Non sono passati nemmeno sei mesi, ed è arrivato “il terzo caso unico”. Non più nel sud in cui tutto viene giustificato con stereotipi neorazzisti e paraleghisti, ma nel cuore della storia industriale italiana, a Mirafiori, nella fabbrica che (non secondo la Fiom!) per l’Unione industriali ha un tasso di assenteismo che è più basso della media di tutte le industrie del Piemonte. Scriverò in un altro post l’idea che mi sono fatto di questa operazione apparentemente incomprensibile. Qui invece voglio ritornare a una scena del film. Quando dopo mesi di sciopero le donne sono stremate, i mariti rumoreggiano, i sindacati vogliono mollare le neo-suffragette, perché il corporativismo rischia sempre di vincere sulla solidarietà. I dirigenti della Ford, ricorrendo alle schedature, vanno a caccia dell’“Anello debole”. Ovvero del modo per far tornare al lavoro almeno una delle scioperanti. Scoprono che una di loro ha un sogno segreto: fare la modella. Le propongono il servizio di lancio della nuova Escort, come testimonial, a patto che interrompa lo sciopero. Quando la leader della protesta lo viene a sapere, va a cercare l’amica nella fabbrica deserta, trasformata in un piccolo photo set per lei. Interrompe il servizio, le parla, dialogo drammatico. Poi dissolvenza. Sarà riuscita a convincerla? La scena riprende con la ragazza, coperta solo di una succinta pelliccia che torna sul set. Il direttore della Ford dall’alto della balconata sorride. Il fotografo pure. Ma la ragazza allarga la pelliccetta e…. sulla pancia c’è scritto con il rossetto lo slogan della protesta: “Equal pay”, parità di salario.

Ecco, le operaie britanniche quella battaglia la vinsero, e ti si stringe il cuore di tenerezza quando le vedi nei titoli di coda, le vere protagoniste, oggi diventate tutte indomite nonnine. Come sarebbe bello, se nel film che si deve ancora girare, raccontando di questo incredibile, ricattatorio referendum, scoprissimo che gli operai di Mirafiori, stremati da un anno di cassa integrazione (lavoreranno solo questa settimana, quella del voto, per benevolo incentivo dell’azienda) sono riusciti a non piegare la testa. Dipinti come fannulloni, ma in realtà affezionati alla loro fabbrica più dei padroni e dei manager che si sono avvicendati in questi anni. Costretti ora con il coltello alla gola, a dire sì ad un contratto che (molto democraticamente) cancella la rappresentanza dei sindacati che non sottoscrivono l’accordo (incredibile ma vero) e cancella le elezioni interne (incredibile ma altrettanto vero) anche per quelli che lo sottoscrivono: i delegati, se passa il sì, saranno designati dall’alto, come i nominati del parlamento, e non si voterà mai più nessuna rappresentanza.

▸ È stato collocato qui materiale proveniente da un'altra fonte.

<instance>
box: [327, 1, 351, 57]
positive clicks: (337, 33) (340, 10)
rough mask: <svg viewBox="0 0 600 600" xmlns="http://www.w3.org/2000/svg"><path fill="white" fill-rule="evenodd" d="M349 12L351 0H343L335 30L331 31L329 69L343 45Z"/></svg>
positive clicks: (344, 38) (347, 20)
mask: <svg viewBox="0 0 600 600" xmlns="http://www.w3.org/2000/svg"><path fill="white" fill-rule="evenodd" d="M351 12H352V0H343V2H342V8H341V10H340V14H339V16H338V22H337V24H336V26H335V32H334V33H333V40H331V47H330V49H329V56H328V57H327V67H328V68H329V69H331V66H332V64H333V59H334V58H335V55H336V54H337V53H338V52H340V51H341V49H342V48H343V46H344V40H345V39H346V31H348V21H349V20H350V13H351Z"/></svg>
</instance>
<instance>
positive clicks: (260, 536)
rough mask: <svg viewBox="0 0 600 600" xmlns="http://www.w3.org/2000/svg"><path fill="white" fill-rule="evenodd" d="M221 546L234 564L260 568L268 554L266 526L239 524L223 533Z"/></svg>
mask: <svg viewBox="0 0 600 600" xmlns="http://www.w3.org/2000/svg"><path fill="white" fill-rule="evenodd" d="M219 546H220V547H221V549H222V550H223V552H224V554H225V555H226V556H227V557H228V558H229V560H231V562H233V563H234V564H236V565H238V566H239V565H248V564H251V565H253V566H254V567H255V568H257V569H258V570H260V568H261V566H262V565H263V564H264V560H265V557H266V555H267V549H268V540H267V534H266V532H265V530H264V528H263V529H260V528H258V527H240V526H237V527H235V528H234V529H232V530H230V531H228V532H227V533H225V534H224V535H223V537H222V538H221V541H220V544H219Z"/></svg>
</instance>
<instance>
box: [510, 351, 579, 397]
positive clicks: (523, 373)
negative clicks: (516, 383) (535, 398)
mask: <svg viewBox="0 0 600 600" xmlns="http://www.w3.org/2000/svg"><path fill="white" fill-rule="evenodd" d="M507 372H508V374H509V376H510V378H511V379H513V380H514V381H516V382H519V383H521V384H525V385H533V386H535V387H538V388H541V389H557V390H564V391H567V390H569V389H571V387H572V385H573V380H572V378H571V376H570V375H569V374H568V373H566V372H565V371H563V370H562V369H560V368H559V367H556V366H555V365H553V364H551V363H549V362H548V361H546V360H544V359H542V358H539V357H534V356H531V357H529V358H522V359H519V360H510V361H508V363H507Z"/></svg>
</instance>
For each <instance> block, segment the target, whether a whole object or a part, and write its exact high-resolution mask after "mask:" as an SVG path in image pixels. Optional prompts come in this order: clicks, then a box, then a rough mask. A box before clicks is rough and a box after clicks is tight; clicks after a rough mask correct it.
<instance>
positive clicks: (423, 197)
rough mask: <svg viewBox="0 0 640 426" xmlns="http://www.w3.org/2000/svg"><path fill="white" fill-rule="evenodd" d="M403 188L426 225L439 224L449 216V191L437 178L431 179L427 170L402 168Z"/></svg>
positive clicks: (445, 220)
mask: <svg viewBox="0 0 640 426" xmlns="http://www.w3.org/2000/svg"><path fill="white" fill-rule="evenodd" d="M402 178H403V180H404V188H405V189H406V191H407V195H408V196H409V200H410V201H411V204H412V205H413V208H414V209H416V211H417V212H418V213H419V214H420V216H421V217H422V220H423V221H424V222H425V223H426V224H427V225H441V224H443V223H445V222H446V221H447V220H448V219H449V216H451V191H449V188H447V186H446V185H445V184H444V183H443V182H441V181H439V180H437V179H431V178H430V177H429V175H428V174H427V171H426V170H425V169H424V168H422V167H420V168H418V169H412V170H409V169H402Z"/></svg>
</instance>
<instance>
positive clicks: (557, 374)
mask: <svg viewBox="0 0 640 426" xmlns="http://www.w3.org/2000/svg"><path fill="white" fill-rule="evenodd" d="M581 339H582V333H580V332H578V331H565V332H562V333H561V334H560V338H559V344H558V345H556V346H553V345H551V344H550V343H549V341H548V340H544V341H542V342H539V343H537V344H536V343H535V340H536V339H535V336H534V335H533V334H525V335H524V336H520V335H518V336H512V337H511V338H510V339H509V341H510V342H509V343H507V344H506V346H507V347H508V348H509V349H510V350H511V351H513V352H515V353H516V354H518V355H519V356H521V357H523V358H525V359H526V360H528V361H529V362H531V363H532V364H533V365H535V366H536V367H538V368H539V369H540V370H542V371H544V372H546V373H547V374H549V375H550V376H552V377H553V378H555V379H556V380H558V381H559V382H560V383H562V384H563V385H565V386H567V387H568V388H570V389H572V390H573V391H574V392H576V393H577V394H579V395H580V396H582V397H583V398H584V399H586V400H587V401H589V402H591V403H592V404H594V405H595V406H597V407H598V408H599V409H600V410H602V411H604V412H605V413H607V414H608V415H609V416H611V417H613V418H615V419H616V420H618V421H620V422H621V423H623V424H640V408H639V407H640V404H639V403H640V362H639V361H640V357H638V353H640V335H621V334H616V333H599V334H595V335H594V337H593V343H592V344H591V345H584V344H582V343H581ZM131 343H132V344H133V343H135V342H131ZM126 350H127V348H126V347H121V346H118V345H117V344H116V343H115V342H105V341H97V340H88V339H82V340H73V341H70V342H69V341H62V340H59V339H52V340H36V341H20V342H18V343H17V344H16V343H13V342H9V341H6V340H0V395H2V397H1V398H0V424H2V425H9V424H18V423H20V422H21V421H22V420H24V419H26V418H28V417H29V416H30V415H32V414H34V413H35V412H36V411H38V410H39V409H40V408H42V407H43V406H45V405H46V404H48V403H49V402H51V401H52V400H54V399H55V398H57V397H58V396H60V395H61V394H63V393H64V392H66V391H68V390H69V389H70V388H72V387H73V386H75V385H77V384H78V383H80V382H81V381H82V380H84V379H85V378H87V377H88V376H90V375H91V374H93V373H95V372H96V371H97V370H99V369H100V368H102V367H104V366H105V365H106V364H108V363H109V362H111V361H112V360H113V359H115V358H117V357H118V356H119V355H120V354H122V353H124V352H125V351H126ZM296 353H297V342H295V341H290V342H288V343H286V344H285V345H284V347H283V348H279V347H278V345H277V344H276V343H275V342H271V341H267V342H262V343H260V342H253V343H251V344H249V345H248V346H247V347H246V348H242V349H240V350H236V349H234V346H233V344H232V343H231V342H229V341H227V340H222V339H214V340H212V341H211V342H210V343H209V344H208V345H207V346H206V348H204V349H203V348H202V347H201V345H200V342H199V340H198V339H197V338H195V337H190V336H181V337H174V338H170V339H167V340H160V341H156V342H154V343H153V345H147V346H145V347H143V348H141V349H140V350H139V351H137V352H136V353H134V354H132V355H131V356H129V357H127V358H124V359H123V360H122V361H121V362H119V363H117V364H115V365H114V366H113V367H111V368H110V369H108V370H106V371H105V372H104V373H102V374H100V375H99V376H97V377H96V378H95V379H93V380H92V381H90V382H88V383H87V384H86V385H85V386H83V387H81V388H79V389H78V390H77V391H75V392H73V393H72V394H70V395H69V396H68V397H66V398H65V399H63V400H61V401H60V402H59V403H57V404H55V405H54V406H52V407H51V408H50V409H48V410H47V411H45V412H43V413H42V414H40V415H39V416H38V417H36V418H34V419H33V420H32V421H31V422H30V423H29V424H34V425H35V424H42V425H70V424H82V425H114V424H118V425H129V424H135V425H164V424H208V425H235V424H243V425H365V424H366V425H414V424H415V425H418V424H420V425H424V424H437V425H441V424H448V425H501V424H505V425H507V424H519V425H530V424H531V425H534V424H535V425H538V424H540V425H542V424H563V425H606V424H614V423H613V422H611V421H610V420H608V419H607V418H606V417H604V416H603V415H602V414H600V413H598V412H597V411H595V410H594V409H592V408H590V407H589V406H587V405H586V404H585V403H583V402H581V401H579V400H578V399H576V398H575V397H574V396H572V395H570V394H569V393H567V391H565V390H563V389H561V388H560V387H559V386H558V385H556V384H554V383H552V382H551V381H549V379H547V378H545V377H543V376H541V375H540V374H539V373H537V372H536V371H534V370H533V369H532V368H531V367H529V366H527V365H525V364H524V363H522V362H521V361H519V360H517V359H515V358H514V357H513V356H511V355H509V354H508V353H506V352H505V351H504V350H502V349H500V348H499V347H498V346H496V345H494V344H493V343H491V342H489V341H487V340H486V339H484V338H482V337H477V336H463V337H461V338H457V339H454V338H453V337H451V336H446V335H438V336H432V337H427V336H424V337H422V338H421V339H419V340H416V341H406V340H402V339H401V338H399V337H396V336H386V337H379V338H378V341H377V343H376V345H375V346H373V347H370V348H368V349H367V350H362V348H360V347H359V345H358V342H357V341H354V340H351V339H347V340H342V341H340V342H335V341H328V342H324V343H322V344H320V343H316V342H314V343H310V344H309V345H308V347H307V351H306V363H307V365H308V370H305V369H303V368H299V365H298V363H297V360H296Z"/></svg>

Ieri, nella puntata di “In Onda” che abbiamo dedicato alla vertenza, c’era ospite Carlo Callieri, il dirigente Fiat che organizzò la marcia dei 40mila del 1980, che gridava a Giorgio Airaudo (il responsabile auto della Fiom) con una espressione terribilmente dickensiana: “Sarete sconfitti con un largo margine! Sarete battuti! Sarete cancellati dalla fabbrica!”. Il volto affabile del riformismo confindustriale, insomma. Ho sentito Airaudo, che era al mio fianco in studio, ruggire con un sorriso in volto: “Dottor Callieri! La Fiat nel 2004 l’abbiamo salvata noi. Quanto alla Fiom, c’era cento anni fa quando lei non era ancora nato, e per fortuna ci sarà anche fra cento anni quando lei non ci sarà più”. Marchionnemente, s’intende.